Here is another attempt at fine-tuning, but this time I went for the Direct Preference Optimization (DPO) method. The details of this highly unsuccessful attempt can be found here.

Compared to Supervised Fine-Tuning (SFT) which uses labeled input-output pairs to teach a model specific tasks and formats, DPO uses human preference data (preferred vs. rejected responses) to align the model with abstract qualities like helpfulness or harmlessness. SFT is ideal for imitation-based tasks like instruction following and summarisation, whereas DPO excels at optimising for subjective human preferences that are hard to define with correct examples, such as a specific brand voice. 

Unfortunately, it was even more difficult to create a good dataset for DPO that clearly highlights the consistent pattern of marking required. The training data needs two different (correct and incorrect) example responses for each example input prompt. Despite offering over 30 (admittedly still a very small amount) sets of examples for training, the results did not look good at all.

Apparently, DPO was not the right tool for this job anyway, and the SFT method is much more suitable for what I was trying to achieve. But just before we go back to writing hundreds of bad answers on purpose, let's try one more thing while we have this fine-tuned model.

The eval functions (also available on the OpenAI Dashboard) allow you to automatically run through a large number of prompts and see how well the outputs align with your fine-tuning goals. For our very small sample size though, it is much easier to simply write some new prompts for the model and check the responses manually like how we did it last time. 

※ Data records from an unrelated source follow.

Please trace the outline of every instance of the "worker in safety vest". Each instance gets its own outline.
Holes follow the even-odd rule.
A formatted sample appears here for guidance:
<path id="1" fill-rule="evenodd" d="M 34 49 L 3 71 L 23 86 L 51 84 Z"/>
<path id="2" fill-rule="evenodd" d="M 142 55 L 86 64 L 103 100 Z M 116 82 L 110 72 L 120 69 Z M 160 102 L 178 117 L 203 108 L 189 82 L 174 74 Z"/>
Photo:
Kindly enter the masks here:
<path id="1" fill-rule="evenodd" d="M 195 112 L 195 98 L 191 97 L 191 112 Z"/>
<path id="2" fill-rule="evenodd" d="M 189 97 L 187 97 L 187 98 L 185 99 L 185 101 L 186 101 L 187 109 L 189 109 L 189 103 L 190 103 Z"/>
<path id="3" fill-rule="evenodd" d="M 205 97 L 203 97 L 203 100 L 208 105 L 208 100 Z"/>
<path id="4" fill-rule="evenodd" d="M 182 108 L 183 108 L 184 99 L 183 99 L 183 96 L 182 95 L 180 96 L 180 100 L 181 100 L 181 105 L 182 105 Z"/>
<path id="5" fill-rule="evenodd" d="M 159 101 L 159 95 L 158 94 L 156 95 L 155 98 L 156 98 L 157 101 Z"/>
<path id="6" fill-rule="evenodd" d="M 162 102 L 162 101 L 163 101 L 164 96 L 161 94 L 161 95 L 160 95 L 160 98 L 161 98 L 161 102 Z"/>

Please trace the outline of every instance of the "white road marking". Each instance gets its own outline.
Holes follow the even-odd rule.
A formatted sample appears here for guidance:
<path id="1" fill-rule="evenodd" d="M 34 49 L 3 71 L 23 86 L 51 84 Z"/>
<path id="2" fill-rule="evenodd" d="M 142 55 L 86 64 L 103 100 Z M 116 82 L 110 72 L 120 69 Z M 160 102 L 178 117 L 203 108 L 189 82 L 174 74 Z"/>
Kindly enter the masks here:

Nevertheless, here is how our new DPO model turned out. The evaluator gave it a score of 14%, only passing 1 out of the 7 example responses. Most of the problems resulted from the marking being too lenient, or straight up giving marks for work that was not there. It also failed to understand slight variations in the way that formulas and steps can be written out, similar to how traditional code-based marking systems are too rigid to be useful.

It was nice to see in another example that the evaluator AI was able to recognise an equivalent unit being used. This is most likely due to the evaluator using a more powerful thinking model that is better able to understand these subtle nuances.

The student’s work shows the correct formula p = mv and the correct calculation (0.5 * 8 = 4), which yields the correct numerical answer but provides the unit as 'Ns' instead of the required 'kg·m/s'. One mark should be deducted for incorrect final units even though 'Ns' and 'kg·m/s' are dimensionally equivalent, the marking guide demands the specific unit.

On the other hand, the DPO model output only states that the units were incorrect.

The student correctly used the formula p = mv and performed the calculation correctly. However, the unit given is "Ns" instead of the correct unit "kg·m/s". To improve, the student should write the correct unit for momentum.